The idea was also used for deception and exploitation of the ignorant masses. In regard to AIDS we can follow the religious strategists of old, not as deception but as depiction of stark and honest truth, by telling people of the Hell on Earth that this disease is going to create for mankind. The Video that we have released to-day and such other educational and even propagandist programmes ought to be widely disseminated to let the people know of the ghastliness of this on-going epidemic.

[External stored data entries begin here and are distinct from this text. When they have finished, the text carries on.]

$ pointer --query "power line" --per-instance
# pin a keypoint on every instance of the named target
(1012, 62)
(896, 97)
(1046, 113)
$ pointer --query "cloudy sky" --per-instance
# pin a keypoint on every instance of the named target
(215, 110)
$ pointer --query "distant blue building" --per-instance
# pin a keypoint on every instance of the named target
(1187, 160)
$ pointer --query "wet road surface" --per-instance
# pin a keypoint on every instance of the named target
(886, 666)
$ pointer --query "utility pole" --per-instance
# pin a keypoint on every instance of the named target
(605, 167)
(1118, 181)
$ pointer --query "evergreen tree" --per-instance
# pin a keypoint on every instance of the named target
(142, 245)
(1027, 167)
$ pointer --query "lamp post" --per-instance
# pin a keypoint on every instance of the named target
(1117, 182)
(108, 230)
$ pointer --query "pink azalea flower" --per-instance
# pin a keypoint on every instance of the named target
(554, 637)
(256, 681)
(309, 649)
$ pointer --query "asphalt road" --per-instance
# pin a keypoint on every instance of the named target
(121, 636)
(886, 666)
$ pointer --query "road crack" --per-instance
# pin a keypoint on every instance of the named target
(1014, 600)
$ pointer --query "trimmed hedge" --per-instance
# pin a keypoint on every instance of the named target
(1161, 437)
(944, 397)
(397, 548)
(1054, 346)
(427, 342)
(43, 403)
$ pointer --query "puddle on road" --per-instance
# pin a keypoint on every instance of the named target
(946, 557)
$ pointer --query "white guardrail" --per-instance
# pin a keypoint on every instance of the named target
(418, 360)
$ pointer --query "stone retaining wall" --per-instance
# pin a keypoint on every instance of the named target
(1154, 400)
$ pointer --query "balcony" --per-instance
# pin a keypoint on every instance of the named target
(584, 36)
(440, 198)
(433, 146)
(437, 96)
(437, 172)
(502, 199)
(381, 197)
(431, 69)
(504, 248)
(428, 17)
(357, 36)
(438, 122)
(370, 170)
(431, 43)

I have emphasized the need for a preventive strategy as all other speakers before me have done. This strategy is based on strengthening the immune system in the human body. Now Ayurveda and other indigenous systems of Indian medicine, are primarily based on strengthening the immune system to fight all manner of diseases. I am strongly of the opinion that allopathic and the indigenous systems of medicine, should work together to explore methods of strengthening the human immune system against the HIV invasion.
I would repeat here the words of the Pasteur Institute scientist Luc Montagnier that “Dogmatism is a deadly sin in science”. Scientists have to explore every avenue, every promising hypothesis. In this exploration and in building up of health defences in the third world international organizations and the rich countries of the world will have to play a more positive role. Though only 5 or 10% of AIDS cases have occurred in the developed world, it cannot remain safe if the 90% AIDS cases that bedevil the developing countries continue to exist or grow. AIDS seem to be uniting the interests of the world and humanity as a whole in a rather gruesome manner.
May I wish your deliberations all success
Thank you.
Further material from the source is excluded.